Insights and Impact

3 Minutes On World War I

Eric Lohr, professor and Susan Carmel Lehrman Chair of Russian History and Culture, explains what led to American involvement in the first modern war

Eric Lohr

Until World War II, it was known as the Great War.

Archduke Franz Ferdinand was heir to the Austria-Hungarian throne when he was assassinated on June 28, 1914, in Sarajevo by a Serbian nationalist. That led Austria to threaten Serbia with an ultimatum that Serbia rejected.

Behind this were great power machinations. Germany played the biggest part, giving Austria assurance that when it acted, Germany would have its back. However, Russia supported Serbia, which activated the larger alliance system, including the Russian-French alliance.

When the United States entered on April 6, 1917, the war was at a stalemate; the trenches in France had hardly moved from fall 1914 to the beginning of 1917. Several events led to US involvement. When Woodrow Wilson ran for reelection in fall 1916, he campaigned on having kept the country out of the war. The American people thought they had chosen a platform of peace. But in February 1917, Germany declared unrestricted submarine warfare (to try to stop the flow of supplies to Britain), which was a big threat to the US. Another factor was the February 1917 revolution in Russia that turned that country from an autocracy into a republic. That was very important for Wilson: now the war was a battle of democracies against monarchies.

The US didn't begin sending substantial numbers of troops until a year after the declaration of war. Mainly because of its disastrous offensive in summer 1917, the Russian effort completely fell apart. Soldiers began deserting, the Bolsheviks seized power, and Russia withdrew from the war in March 1918. That allowed Germany to conquer Ukraine and send troops from the Russian front to France for a big push to win the war. It was only then that US forces became important. Even more critical than their presence on the battlefield was the realization of what the future would hold. US forces could be multiplied many times, so if Germany didn't win quickly, there was no way that it could win.

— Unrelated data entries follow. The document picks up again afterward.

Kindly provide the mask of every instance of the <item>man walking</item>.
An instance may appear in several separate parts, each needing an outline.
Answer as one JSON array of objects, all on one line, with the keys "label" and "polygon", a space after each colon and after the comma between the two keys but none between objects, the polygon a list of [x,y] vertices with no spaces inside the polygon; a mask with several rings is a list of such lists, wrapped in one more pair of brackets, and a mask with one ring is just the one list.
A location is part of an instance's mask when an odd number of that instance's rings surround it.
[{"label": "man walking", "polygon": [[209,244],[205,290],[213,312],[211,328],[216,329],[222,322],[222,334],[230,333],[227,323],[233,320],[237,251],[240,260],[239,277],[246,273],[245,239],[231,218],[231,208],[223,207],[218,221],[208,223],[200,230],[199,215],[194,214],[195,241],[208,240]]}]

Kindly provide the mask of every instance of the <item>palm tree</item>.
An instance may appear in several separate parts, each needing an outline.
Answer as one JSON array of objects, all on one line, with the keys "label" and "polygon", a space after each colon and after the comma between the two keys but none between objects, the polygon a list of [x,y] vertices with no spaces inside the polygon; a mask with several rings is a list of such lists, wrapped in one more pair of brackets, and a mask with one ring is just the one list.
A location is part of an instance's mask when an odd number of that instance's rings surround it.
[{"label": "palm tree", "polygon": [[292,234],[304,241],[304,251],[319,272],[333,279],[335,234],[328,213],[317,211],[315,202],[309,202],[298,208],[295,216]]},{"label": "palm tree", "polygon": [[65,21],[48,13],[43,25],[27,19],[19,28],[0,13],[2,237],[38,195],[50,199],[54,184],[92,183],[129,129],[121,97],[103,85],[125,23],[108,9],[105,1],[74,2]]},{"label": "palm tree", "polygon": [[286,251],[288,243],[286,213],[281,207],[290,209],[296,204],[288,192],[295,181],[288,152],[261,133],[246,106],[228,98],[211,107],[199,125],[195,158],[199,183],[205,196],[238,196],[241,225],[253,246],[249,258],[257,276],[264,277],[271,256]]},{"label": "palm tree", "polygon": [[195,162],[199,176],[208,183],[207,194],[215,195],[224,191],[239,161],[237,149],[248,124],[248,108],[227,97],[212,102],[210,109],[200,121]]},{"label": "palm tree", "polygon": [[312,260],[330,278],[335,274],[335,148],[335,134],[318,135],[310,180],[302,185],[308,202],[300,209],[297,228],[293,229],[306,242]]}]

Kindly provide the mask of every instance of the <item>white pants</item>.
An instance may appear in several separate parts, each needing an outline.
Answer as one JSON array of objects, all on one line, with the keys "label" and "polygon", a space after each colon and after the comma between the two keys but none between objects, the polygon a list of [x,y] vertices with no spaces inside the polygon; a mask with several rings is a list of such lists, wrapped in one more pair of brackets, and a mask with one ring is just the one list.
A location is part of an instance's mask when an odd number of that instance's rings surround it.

The German offensives made gains, but at a heavy cost, so the German leadership decided to put their hopes in Wilson for a just peace, signing the Armistice on November 11, 1918. On June 28, 1919—exactly five years after the assassination of Archduke Ferdinand—the Treaty of Versailles was signed, formally ending the war.

World War I, which claimed 17 million lives, marked the transition of a world of empires to one of nation-states. It planted the seeds for the Great Depression and a revanchist Germany, and gave rise to communism. On the eve of World War I, it was widely assumed that a global-scale war could not happen. We live with that assumption today. Reflecting upon how it all went unthinkably wrong a century ago just might help us to avoid the unthinkable in our lifetimes.